Kennedy’s pediatrician diagnosed deformational plagiocephaly and torticollis – a condition in which muscles in the neck are tight, causing a baby’s head to tilt to one side. Because the tilt can cause an infant to favor one side while sleeping, it can create a flat spot. The doctor suggested physical therapy to loosen the muscles, along with repositioning to keep Kennedy from sleeping on her right side.
But two months later, despite physical therapy twice a week and constant repositioning, Kennedy’s head was still tilted, and it looked even more misshapen. Concerned that it might be something other than torticollis, Heather started doing research and learned about craniosynostosis – a condition caused when one or more of the elastic bands connecting the bony plates of the skull fuse prematurely. Those bands normally allow the skull to expand along with the growing brain, and they don’t fuse until the brain’s growth is complete. If the skull’s expansion is restricted in one direction, a baby’s head shape is affected.
To Heather, Kennedy’s head looked as if she may have lambdoid synostosis, one of the more rare forms of the craniofacial anomaly. Alarmed, Heather brought her findings to the pediatrician, and Kennedy was referred to be seen by a local neurosurgeon to get another opinion. As soon as she and her husband, Robert, brought Kennedy into the examination room, her fears were confirmed. “When the surgeon saw Kennedy, the first thing he said was, ‘Oh, honey, you have a lambdoid synostosis, don’t you?’” Heather recalls. “I immediately started crying, because I knew that meant surgery.”
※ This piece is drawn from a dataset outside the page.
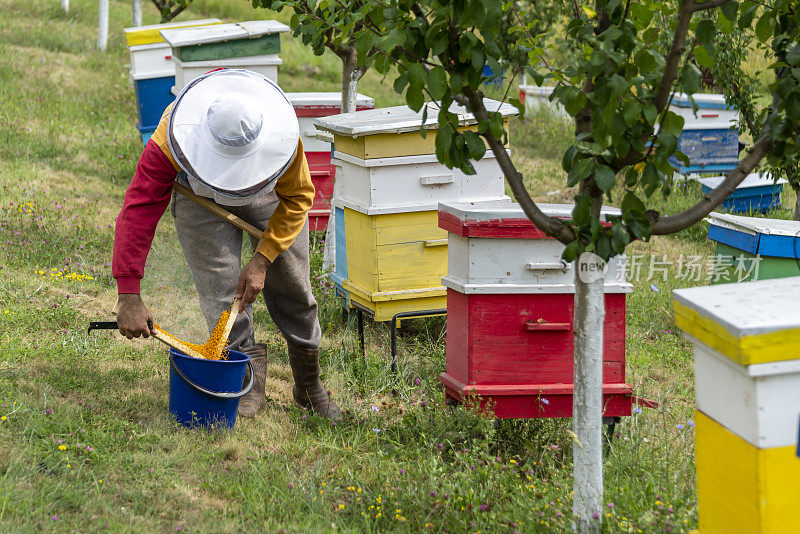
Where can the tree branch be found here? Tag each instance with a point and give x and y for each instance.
(705, 6)
(669, 225)
(674, 55)
(549, 225)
She also knew it meant time was critical. Surgery for craniosynostosis is best done within a few weeks or months of a child’s life, when the skull bones are the softest and most malleable.
Stunned and scared, Heather and Robert discussed Kennedy’s options with the doctor, and then drove home in silence. “I stayed up all night reading articles, familiarizing myself with the various types of surgeries and locating the best neurosurgeons who treated craniosynostosis,” says Heather. “What I found out was that if you wanted a world-renowned, highly experienced neurosurgeon, you should go to Weill Cornell.”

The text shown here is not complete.